Recall the reactions for this lab:
S2O82- + 2I- → 2SO42- + I2 (slow) Reaction 1
The one that delays the solution turning blue:
I2 + 2S2O32- → 2I- + S4O62- (fast) Reaction 2
b. All the S2O32 is consumed when the color change occurs. Therefore,
Δ[S2O32] =
c. Use the stoichiometry of Reactions 1 and 2 to determine the change in concentration of
S2O82- during the same time period.
Δ[S2O82-] =
d. Assuming the reaction took 75 seconds, calculate the rate of the reaction Δ [S2O82-]/Δt.
Rate of reaction = Δ[S2O82- ]/Δt =
To answer these questions, we need to use the stoichiometry of the given reactions.

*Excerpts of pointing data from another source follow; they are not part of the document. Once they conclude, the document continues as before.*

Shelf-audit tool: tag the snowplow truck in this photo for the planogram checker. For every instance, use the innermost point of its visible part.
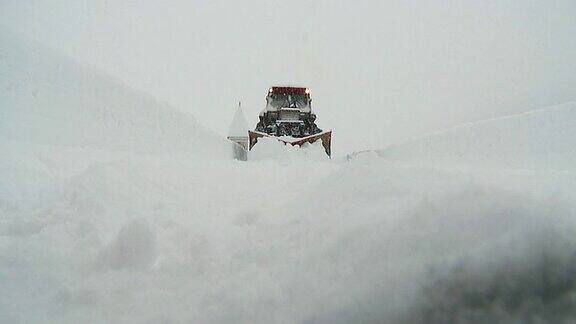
(288, 117)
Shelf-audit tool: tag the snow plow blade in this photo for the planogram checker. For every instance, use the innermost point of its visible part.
(325, 137)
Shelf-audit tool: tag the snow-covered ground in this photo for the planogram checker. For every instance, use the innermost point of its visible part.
(117, 208)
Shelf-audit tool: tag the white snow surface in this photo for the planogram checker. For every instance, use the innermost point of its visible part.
(115, 208)
(239, 125)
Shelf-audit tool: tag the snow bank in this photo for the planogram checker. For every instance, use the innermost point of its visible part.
(542, 139)
(49, 99)
(93, 231)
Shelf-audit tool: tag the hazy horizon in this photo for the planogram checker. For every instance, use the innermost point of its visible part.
(380, 72)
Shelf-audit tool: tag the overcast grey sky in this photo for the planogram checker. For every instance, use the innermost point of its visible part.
(379, 71)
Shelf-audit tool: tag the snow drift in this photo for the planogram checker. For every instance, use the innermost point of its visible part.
(541, 139)
(116, 208)
(48, 99)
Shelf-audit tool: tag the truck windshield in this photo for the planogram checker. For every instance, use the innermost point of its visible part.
(283, 100)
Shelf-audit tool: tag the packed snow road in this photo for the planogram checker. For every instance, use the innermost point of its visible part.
(94, 236)
(117, 208)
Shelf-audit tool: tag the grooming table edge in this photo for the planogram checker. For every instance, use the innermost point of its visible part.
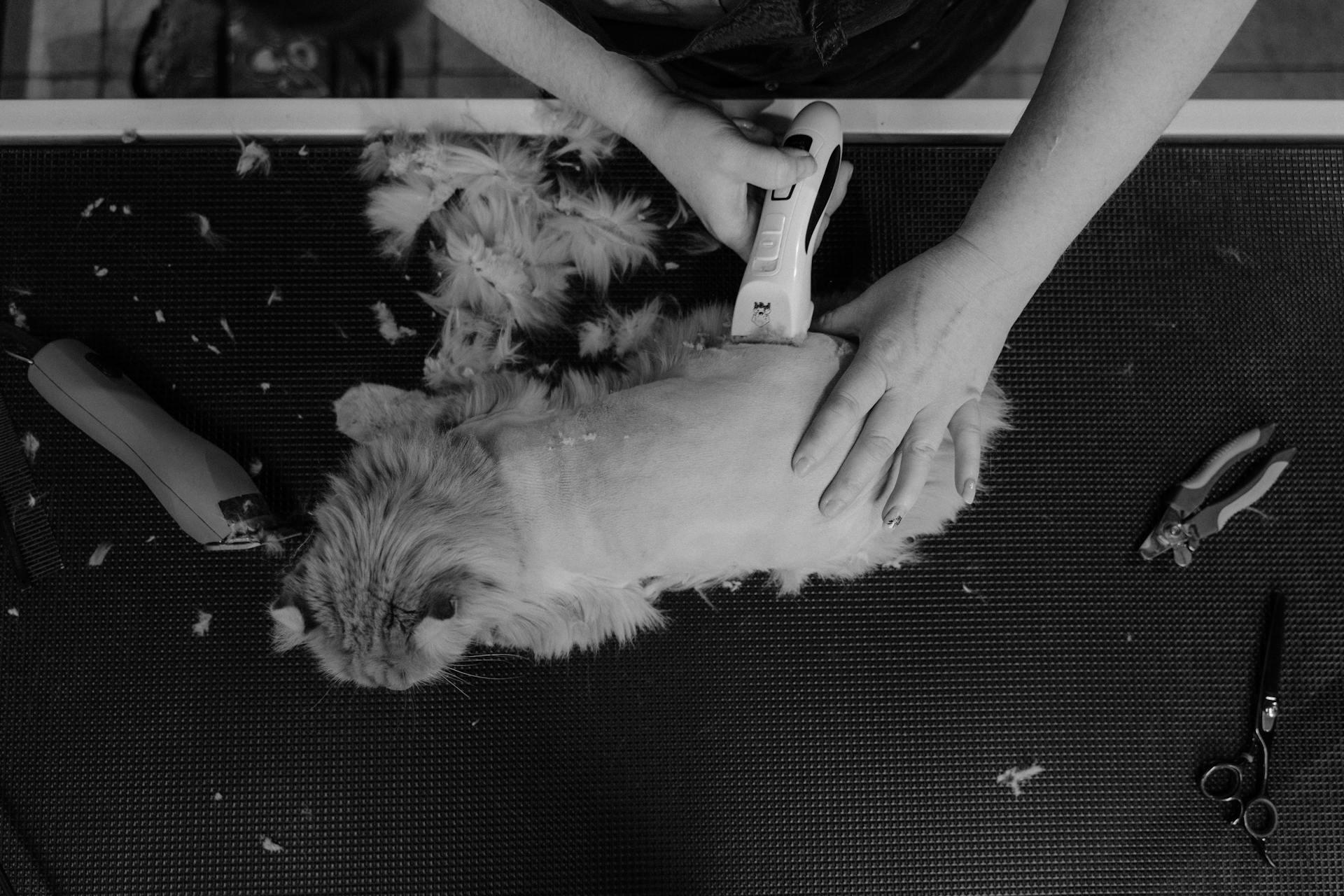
(866, 120)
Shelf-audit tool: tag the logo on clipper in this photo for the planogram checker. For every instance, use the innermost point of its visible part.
(761, 314)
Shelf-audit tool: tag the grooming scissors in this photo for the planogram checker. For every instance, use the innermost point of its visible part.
(1228, 782)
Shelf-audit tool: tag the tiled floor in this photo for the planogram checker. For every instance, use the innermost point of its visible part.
(1288, 49)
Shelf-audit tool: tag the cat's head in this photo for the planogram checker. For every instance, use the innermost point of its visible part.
(413, 547)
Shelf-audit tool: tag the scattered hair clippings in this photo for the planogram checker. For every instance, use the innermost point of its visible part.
(206, 232)
(387, 327)
(254, 158)
(1014, 778)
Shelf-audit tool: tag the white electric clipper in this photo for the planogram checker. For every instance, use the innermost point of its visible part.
(774, 301)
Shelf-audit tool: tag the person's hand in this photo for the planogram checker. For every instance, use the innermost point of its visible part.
(929, 335)
(713, 160)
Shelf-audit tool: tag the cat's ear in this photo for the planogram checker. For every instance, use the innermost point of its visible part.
(441, 605)
(292, 618)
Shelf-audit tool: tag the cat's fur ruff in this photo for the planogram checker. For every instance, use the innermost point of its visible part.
(552, 522)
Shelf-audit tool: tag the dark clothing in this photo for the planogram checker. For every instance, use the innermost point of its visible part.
(819, 48)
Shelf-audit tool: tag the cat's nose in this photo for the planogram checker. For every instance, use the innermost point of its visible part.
(396, 681)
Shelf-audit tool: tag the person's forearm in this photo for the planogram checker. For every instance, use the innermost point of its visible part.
(1117, 76)
(542, 46)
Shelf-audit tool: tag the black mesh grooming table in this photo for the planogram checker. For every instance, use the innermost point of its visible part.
(847, 742)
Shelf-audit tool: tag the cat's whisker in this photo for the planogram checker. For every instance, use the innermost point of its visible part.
(332, 687)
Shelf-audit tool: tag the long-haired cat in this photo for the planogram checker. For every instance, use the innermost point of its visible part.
(546, 522)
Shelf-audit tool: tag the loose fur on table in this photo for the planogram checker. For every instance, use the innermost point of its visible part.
(505, 511)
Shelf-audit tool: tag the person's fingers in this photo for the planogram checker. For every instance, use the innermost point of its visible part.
(755, 132)
(855, 393)
(917, 454)
(869, 457)
(967, 442)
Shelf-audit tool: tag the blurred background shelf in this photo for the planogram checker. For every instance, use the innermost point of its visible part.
(84, 49)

b. Since the S2O32- is completely consumed during the reaction, the change in concentration of S2O32- can be calculated as the initial concentration minus zero. So, Δ[S2O32-] = [S2O32-]initial - 0 = [S2O32-]initial.
c. To determine the change in concentration of S2O82- during the same time period, we need to use the stoichiometry of Reactions 1 and 2. From Reaction 1, we see that each S2O82- consumes 2 S2O32-. So, for every 1 mole of S2O82- that reacts, 2 moles of S2O32- are consumed. Therefore, Δ[S2O82-] = -2Δ[S2O32-] = -2[S2O32-]initial.
d. If we assume the reaction takes 75 seconds, we can calculate the rate of the reaction by dividing the change in concentration of S2O82- by the time taken. So, the rate of the reaction Δ[S2O82-]/Δt = Δ[S2O82-]/75 seconds = (-2[S2O32-]initial)/75 seconds.